Deux parcours personnalisés dans la prise en charge de l’obésité. 

Récemment, la Haute autorité de santé (HAS) a présenté deux parcours de soins, recommandés aux professionnels de santé ainsi qu’aux agences régionales de santé, pour une meilleure prise en charge du surpoids et de l’obésité. L’un est adressé à l’adulte et inclut de nouvelles recommandations sur la prise en charge pré et post chirurgie bariatrique. L’autre concerne l’enfant et précise les examens biologiques à réaliser. Ces indications visent à mieux accompagner les personnes concernées. 

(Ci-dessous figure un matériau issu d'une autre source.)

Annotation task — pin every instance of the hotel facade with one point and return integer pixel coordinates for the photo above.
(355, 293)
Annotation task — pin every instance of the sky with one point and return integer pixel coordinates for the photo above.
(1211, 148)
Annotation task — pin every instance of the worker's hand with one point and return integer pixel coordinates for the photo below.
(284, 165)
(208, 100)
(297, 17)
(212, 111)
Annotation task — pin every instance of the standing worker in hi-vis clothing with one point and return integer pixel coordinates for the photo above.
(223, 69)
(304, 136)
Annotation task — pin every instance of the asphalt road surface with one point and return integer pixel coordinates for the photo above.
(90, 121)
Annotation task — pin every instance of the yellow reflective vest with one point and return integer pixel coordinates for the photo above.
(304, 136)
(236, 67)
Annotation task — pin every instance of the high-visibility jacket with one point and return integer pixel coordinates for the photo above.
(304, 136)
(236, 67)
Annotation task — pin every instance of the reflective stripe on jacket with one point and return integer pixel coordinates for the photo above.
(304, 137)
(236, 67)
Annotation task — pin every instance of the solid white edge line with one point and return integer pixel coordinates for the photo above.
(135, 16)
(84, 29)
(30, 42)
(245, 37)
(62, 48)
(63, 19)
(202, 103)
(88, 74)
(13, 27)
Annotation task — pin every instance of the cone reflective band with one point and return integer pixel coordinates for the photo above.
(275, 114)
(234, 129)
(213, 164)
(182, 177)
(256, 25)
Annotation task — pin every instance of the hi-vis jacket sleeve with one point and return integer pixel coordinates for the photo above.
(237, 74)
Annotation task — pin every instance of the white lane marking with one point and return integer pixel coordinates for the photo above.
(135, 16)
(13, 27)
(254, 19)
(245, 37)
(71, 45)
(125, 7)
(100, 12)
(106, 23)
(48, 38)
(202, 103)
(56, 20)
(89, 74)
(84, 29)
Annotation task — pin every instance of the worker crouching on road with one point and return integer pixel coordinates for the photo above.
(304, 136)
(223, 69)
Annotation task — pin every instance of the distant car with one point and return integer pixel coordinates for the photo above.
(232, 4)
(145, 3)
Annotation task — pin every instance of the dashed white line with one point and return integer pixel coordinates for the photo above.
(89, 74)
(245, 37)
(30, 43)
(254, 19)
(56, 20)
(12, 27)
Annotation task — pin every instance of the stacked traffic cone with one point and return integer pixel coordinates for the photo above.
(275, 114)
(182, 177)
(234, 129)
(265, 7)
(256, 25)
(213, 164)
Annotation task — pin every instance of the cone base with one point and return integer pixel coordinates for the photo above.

L’objectif est de soutenir le patient, de lui redonner confiance et autonomie pour faciliter son engagement dans le processus de soin. Cela passe par un suivi coconstruit adapté à la situation du malade en anticipant d’éventuelles difficultés sociales, professionnelles ou scolaires. Des INM psychosociales peuvent être mises en place. 

Autre préconisation : celle de ne pas stigmatiser le malade en évitant d’adopter une posture de jugement et en restant à l’écoute notamment des adolescents, particulièrement vulnérables. Enfin, la HAS a rappelé que la chirurgie bariatrique, en augmentation ces dernières années, n’était pas indiquée dans toutes les situations et ne devait intervenir qu’en dernier recours. Par ailleurs, seule la moitié des patients opérés est suivie à deux ans de l’intervention. C’est trop peu car l’obésité peut entraîner le développement d’autres maladies qu’il est impératif de surveiller (diabète, maladie rénale chronique, maladie du foie…).

(1) Docteur Jean-Michel Lecerf, Le surpoids c'est dans la tête ou dans l'assiette et 40 idées fausses sur les régimes aux Editions Quae. 
(2) Professeur Grégory Ninot, 100 médecines douces validées par la science aux éditions Belin.
(3) Nausées, vomissements ou encore douleurs abdominales. 
(4) Docteur Jean-Marc Benhaiem, Enfin, je maigris : 40 exercices aux éditions Albin-Michel.